In an earlier day, Chappelle established himself as a commentator with an acerbic wit who could choose deserving targets and developed a youth following in particular as a result. He is best known for his hit three-season run of Chappelle’sShow (2003-2006) on Comedy Central. Chappelle famously abandoned the series and a lucrative contract with the television station due to his criticism of the show. While many of the show’s segments were vulgar and backward, his skits lampooning former-President George W. Bush’s efforts to sell the war in Iraq did capture an element of the criminality and gangsterism of the administration.

Chappelle’s personal and political background is worth a comment. Born on August 24, 1973 in Washington D.C. to parents William David Chappelle III and Yvonne Seon, David Khari Webber Chappelle has lived firmly ensconced within an upper middle class African and African American milieu. His father, William, attended Ivy League colleges and taught music while serving as dean of students at Antioch College in the town of Yellow Springs, Ohio, where Chappelle himself owns large amounts of property.

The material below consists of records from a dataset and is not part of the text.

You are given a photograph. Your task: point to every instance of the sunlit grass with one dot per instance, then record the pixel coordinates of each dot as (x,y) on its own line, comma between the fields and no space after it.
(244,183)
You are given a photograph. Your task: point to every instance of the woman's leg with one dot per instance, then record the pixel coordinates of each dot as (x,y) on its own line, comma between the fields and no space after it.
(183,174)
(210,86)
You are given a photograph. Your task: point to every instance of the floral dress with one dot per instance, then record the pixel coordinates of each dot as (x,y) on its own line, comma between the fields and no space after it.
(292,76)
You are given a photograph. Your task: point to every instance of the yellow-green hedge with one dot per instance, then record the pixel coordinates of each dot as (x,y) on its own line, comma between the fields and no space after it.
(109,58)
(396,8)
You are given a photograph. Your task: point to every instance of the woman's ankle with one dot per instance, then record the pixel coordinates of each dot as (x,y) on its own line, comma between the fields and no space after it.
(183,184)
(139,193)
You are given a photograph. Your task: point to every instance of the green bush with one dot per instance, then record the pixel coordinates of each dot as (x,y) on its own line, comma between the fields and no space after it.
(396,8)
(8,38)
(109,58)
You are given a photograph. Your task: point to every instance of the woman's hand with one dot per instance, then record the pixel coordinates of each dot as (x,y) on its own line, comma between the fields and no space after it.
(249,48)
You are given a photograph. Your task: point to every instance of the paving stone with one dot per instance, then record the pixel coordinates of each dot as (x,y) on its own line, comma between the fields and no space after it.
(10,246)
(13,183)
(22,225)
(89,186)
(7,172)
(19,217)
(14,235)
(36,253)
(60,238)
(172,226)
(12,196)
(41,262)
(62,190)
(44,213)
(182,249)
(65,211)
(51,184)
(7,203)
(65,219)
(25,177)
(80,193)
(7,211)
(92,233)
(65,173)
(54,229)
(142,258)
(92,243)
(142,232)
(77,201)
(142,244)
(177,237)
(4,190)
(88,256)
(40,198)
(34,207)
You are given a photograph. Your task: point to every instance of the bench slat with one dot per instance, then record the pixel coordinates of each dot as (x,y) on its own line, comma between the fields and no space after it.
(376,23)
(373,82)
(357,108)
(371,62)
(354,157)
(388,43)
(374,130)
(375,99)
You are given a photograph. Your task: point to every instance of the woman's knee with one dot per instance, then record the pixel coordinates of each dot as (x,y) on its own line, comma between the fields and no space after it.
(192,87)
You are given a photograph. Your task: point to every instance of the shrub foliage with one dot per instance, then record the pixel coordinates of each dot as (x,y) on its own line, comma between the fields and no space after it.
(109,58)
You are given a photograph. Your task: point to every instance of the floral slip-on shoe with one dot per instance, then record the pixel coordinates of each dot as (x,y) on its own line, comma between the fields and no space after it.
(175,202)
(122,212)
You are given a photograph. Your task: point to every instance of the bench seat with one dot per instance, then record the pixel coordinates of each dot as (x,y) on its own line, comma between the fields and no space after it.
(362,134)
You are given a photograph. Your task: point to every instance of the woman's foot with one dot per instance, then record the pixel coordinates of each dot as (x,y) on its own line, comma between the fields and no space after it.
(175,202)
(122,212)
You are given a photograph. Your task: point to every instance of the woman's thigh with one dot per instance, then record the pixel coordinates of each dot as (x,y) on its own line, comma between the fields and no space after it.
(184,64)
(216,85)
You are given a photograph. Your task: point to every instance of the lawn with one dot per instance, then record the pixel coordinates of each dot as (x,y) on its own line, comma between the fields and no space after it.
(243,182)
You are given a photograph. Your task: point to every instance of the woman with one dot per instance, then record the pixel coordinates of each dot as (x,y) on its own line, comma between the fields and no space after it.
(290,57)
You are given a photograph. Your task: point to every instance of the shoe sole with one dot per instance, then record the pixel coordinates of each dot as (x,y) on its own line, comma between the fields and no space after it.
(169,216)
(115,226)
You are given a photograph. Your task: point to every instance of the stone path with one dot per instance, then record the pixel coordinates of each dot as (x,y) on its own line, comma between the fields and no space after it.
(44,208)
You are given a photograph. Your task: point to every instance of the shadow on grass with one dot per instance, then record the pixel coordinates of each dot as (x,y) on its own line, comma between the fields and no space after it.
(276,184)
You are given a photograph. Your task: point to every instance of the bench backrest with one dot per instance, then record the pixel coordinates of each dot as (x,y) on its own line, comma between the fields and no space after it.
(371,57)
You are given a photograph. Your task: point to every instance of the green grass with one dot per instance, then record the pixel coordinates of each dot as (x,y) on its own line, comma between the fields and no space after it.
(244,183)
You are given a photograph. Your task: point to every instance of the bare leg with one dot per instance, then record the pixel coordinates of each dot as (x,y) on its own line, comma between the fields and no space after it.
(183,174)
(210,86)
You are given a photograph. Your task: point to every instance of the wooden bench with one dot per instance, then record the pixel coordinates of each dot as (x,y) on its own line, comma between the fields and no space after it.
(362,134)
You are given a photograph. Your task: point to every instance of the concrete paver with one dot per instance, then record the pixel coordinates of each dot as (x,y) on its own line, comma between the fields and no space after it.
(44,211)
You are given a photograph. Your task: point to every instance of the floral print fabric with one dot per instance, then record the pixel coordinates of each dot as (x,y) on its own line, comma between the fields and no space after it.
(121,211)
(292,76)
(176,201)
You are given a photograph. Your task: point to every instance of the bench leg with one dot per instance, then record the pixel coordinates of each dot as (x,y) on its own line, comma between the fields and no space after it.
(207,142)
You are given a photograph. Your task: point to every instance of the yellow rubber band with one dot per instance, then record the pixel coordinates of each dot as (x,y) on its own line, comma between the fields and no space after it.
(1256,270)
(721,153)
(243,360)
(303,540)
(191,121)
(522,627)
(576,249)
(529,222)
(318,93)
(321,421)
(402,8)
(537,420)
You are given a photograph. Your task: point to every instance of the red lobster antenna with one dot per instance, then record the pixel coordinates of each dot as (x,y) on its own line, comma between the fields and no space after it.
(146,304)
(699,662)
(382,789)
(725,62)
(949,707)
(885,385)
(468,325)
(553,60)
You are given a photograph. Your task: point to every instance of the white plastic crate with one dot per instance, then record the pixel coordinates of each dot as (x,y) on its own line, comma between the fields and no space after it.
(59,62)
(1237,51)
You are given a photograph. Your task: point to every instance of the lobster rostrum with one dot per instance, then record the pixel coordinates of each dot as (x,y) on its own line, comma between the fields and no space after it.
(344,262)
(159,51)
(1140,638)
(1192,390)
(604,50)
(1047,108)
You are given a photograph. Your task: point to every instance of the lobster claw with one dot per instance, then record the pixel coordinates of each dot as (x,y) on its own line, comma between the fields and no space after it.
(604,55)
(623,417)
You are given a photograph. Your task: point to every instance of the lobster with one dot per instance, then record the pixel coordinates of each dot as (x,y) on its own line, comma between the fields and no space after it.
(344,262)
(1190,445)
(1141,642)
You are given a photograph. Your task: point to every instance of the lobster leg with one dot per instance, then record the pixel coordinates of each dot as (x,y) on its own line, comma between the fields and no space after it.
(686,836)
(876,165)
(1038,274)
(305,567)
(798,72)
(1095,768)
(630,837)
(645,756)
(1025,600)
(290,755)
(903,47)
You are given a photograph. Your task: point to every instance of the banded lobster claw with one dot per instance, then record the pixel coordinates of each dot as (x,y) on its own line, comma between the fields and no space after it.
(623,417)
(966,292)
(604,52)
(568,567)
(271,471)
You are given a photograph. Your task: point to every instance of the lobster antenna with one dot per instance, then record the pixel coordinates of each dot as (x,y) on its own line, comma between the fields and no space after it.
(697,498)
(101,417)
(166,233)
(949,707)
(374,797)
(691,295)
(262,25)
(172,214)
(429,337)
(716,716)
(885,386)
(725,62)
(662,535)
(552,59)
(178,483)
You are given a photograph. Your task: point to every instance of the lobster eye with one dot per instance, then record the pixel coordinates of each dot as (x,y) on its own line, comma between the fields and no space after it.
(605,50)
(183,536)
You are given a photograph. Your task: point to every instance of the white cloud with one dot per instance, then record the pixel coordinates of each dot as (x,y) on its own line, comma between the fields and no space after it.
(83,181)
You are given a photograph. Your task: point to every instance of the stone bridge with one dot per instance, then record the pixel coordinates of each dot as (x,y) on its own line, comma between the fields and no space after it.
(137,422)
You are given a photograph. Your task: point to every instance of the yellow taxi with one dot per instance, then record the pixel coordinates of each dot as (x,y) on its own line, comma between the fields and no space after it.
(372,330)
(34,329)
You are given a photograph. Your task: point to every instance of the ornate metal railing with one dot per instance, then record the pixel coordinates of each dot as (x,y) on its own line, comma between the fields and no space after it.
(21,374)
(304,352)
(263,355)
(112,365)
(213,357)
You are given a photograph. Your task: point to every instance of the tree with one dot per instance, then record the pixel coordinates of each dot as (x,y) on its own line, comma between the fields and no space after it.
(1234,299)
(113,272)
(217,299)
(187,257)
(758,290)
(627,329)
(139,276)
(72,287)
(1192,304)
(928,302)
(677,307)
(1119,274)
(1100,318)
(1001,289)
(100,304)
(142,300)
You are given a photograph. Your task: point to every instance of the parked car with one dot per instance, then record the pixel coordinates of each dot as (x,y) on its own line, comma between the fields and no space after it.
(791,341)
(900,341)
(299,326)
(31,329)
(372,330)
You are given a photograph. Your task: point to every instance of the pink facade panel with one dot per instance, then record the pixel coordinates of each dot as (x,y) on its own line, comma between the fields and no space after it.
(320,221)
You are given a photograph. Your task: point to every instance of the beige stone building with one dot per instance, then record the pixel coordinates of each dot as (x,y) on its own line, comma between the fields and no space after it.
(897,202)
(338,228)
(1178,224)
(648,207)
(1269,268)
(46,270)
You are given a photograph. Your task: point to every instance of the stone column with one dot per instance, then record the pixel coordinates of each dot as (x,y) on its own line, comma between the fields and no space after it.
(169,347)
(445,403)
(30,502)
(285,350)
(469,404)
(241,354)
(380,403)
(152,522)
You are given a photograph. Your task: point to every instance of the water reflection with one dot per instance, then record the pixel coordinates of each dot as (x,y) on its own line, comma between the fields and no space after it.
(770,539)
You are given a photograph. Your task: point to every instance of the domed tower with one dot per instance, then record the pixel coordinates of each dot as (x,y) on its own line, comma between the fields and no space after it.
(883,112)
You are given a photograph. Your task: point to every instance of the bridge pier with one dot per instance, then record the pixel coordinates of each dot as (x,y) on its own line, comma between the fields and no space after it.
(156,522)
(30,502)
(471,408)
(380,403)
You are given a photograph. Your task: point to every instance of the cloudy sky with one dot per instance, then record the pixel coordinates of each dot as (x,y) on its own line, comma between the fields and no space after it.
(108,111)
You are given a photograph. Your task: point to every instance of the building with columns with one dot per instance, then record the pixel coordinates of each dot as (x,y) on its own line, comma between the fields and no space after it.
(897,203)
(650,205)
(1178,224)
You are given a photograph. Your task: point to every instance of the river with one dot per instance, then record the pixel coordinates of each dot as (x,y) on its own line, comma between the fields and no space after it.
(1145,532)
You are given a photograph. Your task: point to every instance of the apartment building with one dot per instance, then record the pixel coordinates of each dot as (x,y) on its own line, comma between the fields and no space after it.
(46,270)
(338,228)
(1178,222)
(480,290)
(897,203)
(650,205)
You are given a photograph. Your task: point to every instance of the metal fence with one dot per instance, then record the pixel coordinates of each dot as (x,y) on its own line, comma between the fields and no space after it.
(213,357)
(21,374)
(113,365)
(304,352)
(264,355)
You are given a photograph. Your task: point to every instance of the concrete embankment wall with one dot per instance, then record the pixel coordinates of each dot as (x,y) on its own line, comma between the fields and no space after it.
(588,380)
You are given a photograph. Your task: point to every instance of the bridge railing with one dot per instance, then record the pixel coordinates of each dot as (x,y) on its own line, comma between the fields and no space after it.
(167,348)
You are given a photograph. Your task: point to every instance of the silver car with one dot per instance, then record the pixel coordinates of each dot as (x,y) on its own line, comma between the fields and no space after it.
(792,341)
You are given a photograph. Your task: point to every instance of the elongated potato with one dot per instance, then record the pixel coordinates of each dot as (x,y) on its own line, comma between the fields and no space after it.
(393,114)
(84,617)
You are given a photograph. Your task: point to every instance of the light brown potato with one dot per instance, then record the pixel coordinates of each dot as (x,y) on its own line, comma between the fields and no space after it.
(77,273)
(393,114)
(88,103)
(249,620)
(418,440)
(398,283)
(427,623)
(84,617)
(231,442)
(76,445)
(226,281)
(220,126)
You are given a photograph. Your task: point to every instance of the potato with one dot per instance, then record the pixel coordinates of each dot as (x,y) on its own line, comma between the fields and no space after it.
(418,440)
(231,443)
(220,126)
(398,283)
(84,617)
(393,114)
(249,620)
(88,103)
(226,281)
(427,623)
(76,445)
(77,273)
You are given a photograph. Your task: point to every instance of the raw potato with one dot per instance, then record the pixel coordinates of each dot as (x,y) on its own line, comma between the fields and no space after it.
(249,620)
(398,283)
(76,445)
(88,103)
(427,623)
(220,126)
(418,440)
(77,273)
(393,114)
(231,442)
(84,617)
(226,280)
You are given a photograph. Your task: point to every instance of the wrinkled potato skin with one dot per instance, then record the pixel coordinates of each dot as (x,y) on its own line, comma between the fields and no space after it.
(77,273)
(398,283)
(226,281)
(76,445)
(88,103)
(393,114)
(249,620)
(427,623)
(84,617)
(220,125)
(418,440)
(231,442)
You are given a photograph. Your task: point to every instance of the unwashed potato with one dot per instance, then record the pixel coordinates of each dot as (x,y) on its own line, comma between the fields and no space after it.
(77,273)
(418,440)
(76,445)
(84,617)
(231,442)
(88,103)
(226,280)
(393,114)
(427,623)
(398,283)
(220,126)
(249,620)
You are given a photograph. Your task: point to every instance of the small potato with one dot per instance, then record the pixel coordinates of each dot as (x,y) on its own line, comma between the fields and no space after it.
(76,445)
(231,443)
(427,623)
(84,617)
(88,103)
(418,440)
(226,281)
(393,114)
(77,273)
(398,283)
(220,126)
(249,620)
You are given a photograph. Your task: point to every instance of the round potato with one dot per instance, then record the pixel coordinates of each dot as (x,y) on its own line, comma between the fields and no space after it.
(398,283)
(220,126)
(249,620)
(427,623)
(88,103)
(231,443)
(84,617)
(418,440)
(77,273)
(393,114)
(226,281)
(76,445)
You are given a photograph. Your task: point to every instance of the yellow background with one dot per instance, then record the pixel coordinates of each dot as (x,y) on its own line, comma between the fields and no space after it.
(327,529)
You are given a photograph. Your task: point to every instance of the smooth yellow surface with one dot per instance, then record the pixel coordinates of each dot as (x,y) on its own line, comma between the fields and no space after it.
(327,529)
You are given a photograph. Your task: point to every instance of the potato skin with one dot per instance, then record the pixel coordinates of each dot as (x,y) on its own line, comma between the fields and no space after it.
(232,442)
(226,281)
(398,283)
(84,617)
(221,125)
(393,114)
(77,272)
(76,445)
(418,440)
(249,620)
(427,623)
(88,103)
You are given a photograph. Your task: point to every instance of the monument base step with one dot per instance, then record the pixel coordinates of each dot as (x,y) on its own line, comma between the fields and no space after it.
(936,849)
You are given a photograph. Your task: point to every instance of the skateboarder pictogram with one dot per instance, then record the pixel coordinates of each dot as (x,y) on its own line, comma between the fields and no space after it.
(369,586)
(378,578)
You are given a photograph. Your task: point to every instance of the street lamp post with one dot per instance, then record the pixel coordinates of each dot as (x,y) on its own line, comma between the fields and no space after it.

The elder Chappelle was involved in civil rights and protest groups, including Help Us Make a Nation (H.U.M.A.N.), which sought to “address institutional racism and discrimination,” according to the 365 Project. Chappelle’s mother, Yvonne, worked for a time in the government of the Democratic Republic of Congo’s bourgeois nationalist government of Patrice Lumumba. Notably, she later worked in the United States Department of State. She then founded a Black Studies Center at Wright State University.

Chappelle (net worth $50 million) introduces The Closer by declaring, “I’m rich and famous,” followed by the explanation that the “last 17 months were hell and I cannot imagine what everyone went through.” While this elementary acknowledgement of the socially disparate impact of coronavirus may be honest, the pandemic has had an accelerating impact on society, sharpening class conflict.

Whereas the working population has responded to the pandemic with a still-growing strike wave against the profits-before-lives policy of the capitalist leaders, the ruling class and its well-to-do hangers-on have responded by whipping up fascistic and racist demagogy to divide and confuse the working class. This has gone hand in hand with the homicidal drive to force teachers, students, workers and parents into unsafe workplaces and schools to resume production amid record COVID-19 infections and deaths.

The movement of the working class, which has revolutionary implications, is attracting the most thoughtful and progressive layers of the middle classes to its side and repelling the more selfish and degenerate affluent elements. It is the responsibility of the former to reject the racist garbage that bourgeois society is secreting from its pores and to fight for the international unity of the working class of all nations and backgrounds.

One does not know which is more disgusting, Chapelle’s gloating about violence against Asian Americans or the declaration by the New York Times, which claims to be America’s “newspaper of record” that such a tirade contains moments of “brilliance.”